Think about it this way. If we assume the universe contains an infinity of stars scattered in endless space, we should see a star in any direction we look. It’s like being in the middle of a forest — all you can see in any direction is tree trunks. The sky should be so completely filled with pinpoints of light that they should all merge into a uniform white glow.

Clearly it doesn’t work that way, a puzzle astronomers call “Olbers’s paradox.” Why not? We can nix a few possibilities: The light emitted by the most distant stars is so faint it’s below the threshold of vision. Forget it. You can’t see an individual glowing atom, but you can see zillions of them massed together in a candle flame. The same ought to hold true of a horde of distant stars. The most distant stars are obscured by interstellar dust. Won’t work either. The dust would absorb so much light it’d eventually start glowing itself.

So what does explain the paradox? After 400 years of debate on the question, there is now fairly wide agreement among astronomers: there just aren’t enough stars in the observable universe to fill up the night sky.
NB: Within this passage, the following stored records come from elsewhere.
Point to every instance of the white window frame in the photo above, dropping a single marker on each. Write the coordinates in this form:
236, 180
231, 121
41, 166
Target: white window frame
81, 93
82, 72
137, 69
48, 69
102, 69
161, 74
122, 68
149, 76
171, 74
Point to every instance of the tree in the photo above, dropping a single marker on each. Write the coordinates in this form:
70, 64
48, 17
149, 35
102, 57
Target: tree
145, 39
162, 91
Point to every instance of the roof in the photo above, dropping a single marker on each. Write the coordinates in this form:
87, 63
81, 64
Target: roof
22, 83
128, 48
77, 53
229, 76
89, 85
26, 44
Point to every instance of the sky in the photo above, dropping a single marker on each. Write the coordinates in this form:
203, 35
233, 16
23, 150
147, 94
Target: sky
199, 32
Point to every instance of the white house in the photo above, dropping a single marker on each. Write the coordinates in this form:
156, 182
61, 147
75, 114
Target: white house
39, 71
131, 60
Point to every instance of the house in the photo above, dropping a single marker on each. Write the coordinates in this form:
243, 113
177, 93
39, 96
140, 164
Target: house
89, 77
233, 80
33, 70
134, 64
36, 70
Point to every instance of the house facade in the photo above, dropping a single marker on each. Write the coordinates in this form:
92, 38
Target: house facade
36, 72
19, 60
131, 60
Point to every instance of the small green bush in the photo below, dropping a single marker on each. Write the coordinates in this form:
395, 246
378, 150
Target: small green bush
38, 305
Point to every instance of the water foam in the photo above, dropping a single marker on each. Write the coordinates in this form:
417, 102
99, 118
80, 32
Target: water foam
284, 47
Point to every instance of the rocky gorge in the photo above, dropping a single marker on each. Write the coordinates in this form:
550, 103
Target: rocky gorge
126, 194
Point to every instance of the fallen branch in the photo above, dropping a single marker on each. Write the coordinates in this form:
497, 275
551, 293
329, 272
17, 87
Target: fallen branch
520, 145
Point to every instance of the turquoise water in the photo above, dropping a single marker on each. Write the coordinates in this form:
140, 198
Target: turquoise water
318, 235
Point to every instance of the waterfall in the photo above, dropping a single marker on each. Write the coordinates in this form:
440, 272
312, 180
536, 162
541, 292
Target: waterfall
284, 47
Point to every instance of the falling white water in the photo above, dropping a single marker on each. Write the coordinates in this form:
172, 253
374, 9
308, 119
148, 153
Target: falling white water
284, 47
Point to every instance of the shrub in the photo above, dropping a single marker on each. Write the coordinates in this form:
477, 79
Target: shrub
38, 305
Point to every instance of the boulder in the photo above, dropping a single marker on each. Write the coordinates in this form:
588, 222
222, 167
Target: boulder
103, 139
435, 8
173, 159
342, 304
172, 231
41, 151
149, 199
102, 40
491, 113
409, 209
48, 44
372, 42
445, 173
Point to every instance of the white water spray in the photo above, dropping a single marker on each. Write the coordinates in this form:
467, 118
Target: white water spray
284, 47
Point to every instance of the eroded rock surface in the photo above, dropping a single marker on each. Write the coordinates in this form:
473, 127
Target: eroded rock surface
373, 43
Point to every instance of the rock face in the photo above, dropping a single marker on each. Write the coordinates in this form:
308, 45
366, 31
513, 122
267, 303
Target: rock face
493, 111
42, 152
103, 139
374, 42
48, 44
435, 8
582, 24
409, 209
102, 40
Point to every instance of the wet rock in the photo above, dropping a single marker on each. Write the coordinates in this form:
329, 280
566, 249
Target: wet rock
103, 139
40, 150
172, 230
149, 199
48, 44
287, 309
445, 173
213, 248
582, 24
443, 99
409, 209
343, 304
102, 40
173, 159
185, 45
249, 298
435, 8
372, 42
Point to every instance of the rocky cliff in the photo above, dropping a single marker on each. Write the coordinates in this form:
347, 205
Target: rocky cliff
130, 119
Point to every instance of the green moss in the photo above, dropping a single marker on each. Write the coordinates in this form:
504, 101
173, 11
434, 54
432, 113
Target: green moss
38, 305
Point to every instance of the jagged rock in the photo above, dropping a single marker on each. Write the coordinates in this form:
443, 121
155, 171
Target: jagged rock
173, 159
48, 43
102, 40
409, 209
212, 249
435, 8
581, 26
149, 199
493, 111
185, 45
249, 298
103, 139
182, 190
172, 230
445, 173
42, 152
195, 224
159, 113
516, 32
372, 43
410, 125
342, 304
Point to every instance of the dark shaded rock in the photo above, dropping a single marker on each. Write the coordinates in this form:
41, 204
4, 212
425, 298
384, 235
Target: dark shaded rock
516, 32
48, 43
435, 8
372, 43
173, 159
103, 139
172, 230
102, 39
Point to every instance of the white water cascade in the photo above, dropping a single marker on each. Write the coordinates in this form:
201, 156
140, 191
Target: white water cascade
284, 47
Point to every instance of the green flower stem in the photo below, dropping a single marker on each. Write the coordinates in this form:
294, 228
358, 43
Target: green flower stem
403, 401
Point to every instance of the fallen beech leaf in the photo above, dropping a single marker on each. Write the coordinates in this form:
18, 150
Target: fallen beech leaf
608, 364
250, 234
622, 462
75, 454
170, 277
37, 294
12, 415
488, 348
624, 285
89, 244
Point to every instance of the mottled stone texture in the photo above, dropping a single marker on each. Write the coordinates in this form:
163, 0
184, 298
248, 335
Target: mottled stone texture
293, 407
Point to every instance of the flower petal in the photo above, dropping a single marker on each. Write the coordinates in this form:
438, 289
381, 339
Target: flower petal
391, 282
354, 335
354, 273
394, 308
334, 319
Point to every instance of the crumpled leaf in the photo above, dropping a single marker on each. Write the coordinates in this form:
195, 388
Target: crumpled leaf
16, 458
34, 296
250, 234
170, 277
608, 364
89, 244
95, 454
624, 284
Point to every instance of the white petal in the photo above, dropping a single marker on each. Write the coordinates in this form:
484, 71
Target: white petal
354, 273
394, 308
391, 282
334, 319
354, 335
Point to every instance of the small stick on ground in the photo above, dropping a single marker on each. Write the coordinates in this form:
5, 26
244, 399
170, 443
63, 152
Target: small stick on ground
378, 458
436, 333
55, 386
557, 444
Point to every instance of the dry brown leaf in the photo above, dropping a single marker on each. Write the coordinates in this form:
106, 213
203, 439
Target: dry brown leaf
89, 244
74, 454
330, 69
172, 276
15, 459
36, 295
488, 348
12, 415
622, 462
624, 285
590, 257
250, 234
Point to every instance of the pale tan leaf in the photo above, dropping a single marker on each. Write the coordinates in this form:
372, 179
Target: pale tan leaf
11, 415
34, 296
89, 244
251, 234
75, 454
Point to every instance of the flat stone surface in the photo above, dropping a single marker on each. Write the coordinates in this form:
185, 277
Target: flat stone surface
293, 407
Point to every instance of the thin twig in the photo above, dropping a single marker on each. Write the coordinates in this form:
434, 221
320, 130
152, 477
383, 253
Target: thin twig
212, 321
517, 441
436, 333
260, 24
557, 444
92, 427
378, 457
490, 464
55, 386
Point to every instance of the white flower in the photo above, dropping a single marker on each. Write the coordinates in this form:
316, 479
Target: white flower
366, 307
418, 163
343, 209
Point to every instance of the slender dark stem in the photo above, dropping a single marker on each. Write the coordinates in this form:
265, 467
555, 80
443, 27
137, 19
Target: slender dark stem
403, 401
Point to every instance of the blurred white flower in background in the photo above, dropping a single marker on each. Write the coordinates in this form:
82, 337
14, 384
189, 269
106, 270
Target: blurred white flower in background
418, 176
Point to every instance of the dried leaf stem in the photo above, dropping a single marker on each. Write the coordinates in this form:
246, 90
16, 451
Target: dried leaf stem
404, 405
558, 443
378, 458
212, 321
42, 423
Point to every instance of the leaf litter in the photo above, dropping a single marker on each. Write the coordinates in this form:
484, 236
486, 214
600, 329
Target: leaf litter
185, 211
Your reaction to this may be: It took scientists 400 years to come up with that? No wonder we haven’t found a cure for the common cold. But I’m making the answer seem simpler than it is. We don’t really know how many stars there are. What we do know is that however many there are, we can see only a finite number of them.

The oldest stars are about 10 billion years old, meaning that the greatest distance starlight can have traveled is 10 billion light-years. So the only stars we could possibly see are those within a 10 billion light-year radius of us — the light from stars farther away has yet to reach us. The few jillion stars in our corner of the cosmos (AKA the “observable universe”) don’t have the collective candlepower to illuminate the night sky. (True, as time goes on, light from more distant stars does reach us, but meanwhile some close-in stars are dying out.)

So that’s why the night sky is dark. All right, it’s a complicated way of telling you what you might have guessed anyway. But sometimes the obvious ain’t.